Konuşma sırasında yaşlı alacaklı adam eğilir ve yerden iki çakıl taşı alır. Kız, keskin gözleri ile adamın yerden aldığı çakıl taşlarının ikisinin de siyah olduğunu görür. Fakat hiçbir şey hissettirmez.

Yaşlı alacaklı; kıza torbadaki taşlardan birini seçmesini söyler. 

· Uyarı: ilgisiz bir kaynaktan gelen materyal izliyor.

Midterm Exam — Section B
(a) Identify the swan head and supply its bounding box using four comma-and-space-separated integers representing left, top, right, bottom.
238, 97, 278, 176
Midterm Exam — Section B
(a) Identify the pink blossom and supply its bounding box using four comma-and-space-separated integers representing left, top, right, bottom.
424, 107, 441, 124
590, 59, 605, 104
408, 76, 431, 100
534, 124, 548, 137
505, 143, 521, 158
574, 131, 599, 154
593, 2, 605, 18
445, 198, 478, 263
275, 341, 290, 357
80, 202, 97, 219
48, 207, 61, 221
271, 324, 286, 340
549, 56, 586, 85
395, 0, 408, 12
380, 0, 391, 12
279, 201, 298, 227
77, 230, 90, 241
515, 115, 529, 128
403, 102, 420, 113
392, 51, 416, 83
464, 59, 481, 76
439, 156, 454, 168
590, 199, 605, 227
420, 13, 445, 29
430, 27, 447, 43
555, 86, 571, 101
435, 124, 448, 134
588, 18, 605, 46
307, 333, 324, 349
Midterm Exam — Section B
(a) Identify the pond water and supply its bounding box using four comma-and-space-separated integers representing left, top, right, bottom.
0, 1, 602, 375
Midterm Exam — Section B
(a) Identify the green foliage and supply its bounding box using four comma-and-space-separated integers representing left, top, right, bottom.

Kız, elini torbaya daldırıp, çakıl taşlarından birini avuçladı ve sakarlık yapmış gibi yerdeki çakıl taşlarının içine düşürdü. Öyle ustaca davrandı ki yere düşen taşın ne renk olduğu fark edilemedi. Aman tanrım. Ne kadar beceriksizim diye tepki verdi. Sonra mesele değil, ben de diğer çakıl taşını keseden alırım… Böylece keseden aldığım taşın renginden, düşürdüğüm taşın rengini kolayca anlarız.

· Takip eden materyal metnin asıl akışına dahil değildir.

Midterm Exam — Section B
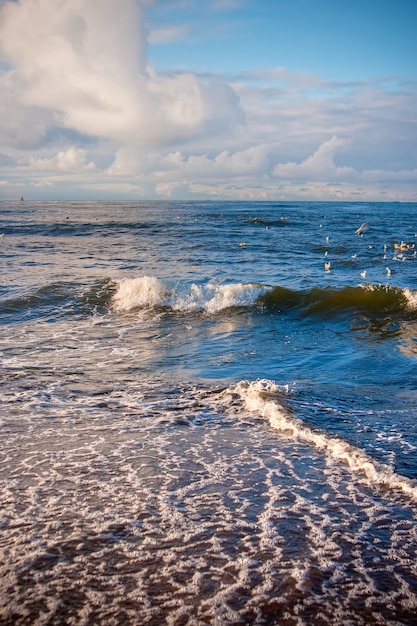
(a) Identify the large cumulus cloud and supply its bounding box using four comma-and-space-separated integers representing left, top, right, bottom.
0, 0, 240, 147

Olanlar karşısında yaşlı alacaklı, hile yaptığını açıklamaya cesaret edemedi, kabullenmekten başka şansı kalmamıştı.

Genç kız, bu kötü durumdan aklını kullanarak, pozitif düşünerek kendini ve babasını şanslı duruma getirerek kurtulmayı başardı.

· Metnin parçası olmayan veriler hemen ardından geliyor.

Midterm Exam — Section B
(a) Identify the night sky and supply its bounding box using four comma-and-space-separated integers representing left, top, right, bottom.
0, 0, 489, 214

Önümüzdeki Belediye seçimleri ile ilgili olarak iktidar tarafından o kadar çok baskıya  hileye, kumpasa maruz kalıyoruz ki bu durumdan ancak; bu anlamlı ve güzel hikayeyi günümüze uyarlayarak, aklımızı kullanırsak çıkabiliriz.

Işık ve sevgiyle kalın!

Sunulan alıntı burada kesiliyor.